La Superintendencia de Industria y Comercio le metió la mano a Rappi. La SIC sancionó a la plataforma de domicilios con multas que superan los 4.000 millones de pesos luego de detectar un panorama preocupante de incumplimientos que le han hecho daño directo a miles de colombianos que confían en el servicio a diario.
Las investigaciones administrativas que llevó a cabo la entidad encontraron problemas graves en lo que prometía Rappi a sus usuarios. Hubo entregas tarde, productos que llegaban rotos o incompletos, y lo peor: casos donde los consumidores pagaron por cosas que nunca recibieron. Estos no son detalles menores; es dinero de gente que depositó confianza en la plataforma.
Pero la cosa no quedó ahí. La SIC también descubrió que la atención al cliente dejaba mucho que desear. Resulta que cuando los usuarios intentaban resolver sus problemas a través del chat, enfrentaban una odisea: solicitudes que no llegaban, respuestas automáticas que no servían de nada, demoras interminables y, en algunos casos, directamente bloqueos en la comunicación. "En varios casos, las solicitudes no fueron recibidas, tramitadas y resueltas, pese a que los usuarios permanecían durante largos periodos en el chat", precisó la entidad reguladora.
Otro aspecto que irritó a los investigadores fue el manejo del dinero.

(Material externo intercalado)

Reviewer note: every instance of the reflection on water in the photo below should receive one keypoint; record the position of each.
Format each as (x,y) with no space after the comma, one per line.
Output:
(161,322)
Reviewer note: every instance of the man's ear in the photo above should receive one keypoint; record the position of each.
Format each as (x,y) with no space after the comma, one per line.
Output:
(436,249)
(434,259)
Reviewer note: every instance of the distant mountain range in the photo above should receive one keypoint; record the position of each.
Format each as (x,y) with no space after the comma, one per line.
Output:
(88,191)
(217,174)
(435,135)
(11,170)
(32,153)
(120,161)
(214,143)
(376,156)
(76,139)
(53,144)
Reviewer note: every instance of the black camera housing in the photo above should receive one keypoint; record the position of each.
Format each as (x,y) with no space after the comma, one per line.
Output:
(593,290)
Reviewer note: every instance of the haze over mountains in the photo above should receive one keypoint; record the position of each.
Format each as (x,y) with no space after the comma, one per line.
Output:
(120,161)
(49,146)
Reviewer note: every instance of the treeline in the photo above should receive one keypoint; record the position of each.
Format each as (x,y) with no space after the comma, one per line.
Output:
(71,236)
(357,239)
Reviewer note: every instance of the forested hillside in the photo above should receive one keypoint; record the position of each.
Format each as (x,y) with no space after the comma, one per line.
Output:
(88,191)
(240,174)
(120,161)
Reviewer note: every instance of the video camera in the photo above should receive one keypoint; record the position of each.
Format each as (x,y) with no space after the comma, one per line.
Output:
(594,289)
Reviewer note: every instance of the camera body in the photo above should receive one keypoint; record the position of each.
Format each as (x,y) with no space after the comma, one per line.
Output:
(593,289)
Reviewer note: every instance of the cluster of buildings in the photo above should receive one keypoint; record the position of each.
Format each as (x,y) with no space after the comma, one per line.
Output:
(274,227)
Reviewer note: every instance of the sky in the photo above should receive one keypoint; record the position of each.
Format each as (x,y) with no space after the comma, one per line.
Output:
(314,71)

Rappi cobró membresías sin autorización de los usuarios y presentó información confusa sobre precios por unidad, lo que impedía que la gente tomara decisiones de compra realmente informadas. Eso también cuenta como vulneración de derechos.
En el terreno publicitario, la SIC encontró engaño descarado. El servicio Turbo, que la plataforma promocionaba prometiendo entregas en apenas 10 minutos, no cumplía esa promesa en varios casos. Además, los anuncios de promociones y ofertas dejaban por fuera información fundamental: cuándo terminaban las ofertas, qué requisitos había que cumplir, cuál era el descuento real o cuántas unidades estaban disponibles. Eso es publicidad incompleta que confunde a quien la lee.
Estas dos investigaciones independientes de la SIC convergen en un mismo punto: Rappi no cumplió con estándares mínimos de protección al consumidor que cualquier plataforma de servicios en Colombia está obligada a garantizar. La multa lleva un mensaje claro: en este país todavía hay una autoridad dispuesta a cobrar las faltas cuando se trata de los derechos de la gente.